For CRICOS providers, recordkeeping also supports obligations under the ESOS framework and the National Code 2018. The Department of Education states that the National Code is a legislative instrument under the ESOS Act and that education providers must comply with it to maintain registration to provide education services to overseas students. ASQA also notes that the ESOS Regulations require providers to keep student records, submit information about students to PRISMS and maintain CRICOS information about their organisation and courses.
Key Recordkeeping Requirements to Keep in Mind
1. Assessment evidence and certification records
ASQA’s Integrity of Nationally Recognised Training Practice Guide states that NVR RTOs must retain records of all assessments submitted by a VET student for two years after the student has completed the training product.
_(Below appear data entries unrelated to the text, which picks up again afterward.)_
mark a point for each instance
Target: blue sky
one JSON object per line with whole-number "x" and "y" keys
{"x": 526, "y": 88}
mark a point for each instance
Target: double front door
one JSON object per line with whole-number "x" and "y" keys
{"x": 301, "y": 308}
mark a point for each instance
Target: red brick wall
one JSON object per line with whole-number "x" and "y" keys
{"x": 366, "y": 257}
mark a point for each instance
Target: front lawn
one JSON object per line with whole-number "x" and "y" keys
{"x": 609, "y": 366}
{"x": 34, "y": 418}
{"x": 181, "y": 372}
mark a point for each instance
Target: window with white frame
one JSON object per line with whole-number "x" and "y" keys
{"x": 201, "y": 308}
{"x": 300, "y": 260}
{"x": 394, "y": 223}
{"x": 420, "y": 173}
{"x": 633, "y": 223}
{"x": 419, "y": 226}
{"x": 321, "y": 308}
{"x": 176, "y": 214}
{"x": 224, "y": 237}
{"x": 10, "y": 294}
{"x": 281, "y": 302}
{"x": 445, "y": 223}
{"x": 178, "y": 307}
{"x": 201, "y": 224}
It also states that AQF certification documentation issued to VET students must be retained for 30 years. ASQA identifies risks such as failing to retain completed assessments, including partially completed assessments that result in withdrawal and RPL evidence, and disposing of assessment evidence before the two-year period has elapsed.
2. Records must be accessible and usable
Recordkeeping is not only about retaining files. ASQA also expects assessment documentation, whether hard copy or electronic, to be stored so that it remains accessible and usable for the full retention period. ASQA also refers to digital backup, safeguards for privacy, and systems that allow records to remain accessible and understandable over time.
3. CRICOS written agreements and payment records
For CRICOS providers, ASQA’s written agreements guidance states that Standard 3 of the National Code requires ESOS providers to enter into written agreements with overseas students. It also states that registered providers must retain records of all written agreements and receipts of payment for at least two years after the overseas student ceases to be an accepted student.
4. PRISMS and student information reporting
CRICOS providers must also maintain records that support accurate reporting. ASQA’s reporting obligations guidance explains that when an overseas student’s identity or course duration changes, CRICOS providers must inform DEWR through PRISMS, and that course duration changes may require a Student Course Variation.
5. Governance and quality records
Self-assurance also requires records that show oversight and improvement. Providers should maintain governance minutes, quality reports, risk registers, internal audit outcomes, validation records, student feedback analysis, complaints and appeals records, continuous improvement actions and evidence of management review.
Related official guidance
These are the legal instruments that mandate specific administrative actions:
- Standard 10(c): Assessment Records. Explicitly requires RTOs to retain records of all assessments submitted by a student for 2 years from the date the student completes the training product.
- Clause 9: Issuance of Certification. Mandates that AQF certification documentation must be issued within 30 calendar days of a student being assessed as competent.
- Standard 12: General Records Management. General obligation to maintain secure and accurate records to support the integrity of RTO operations.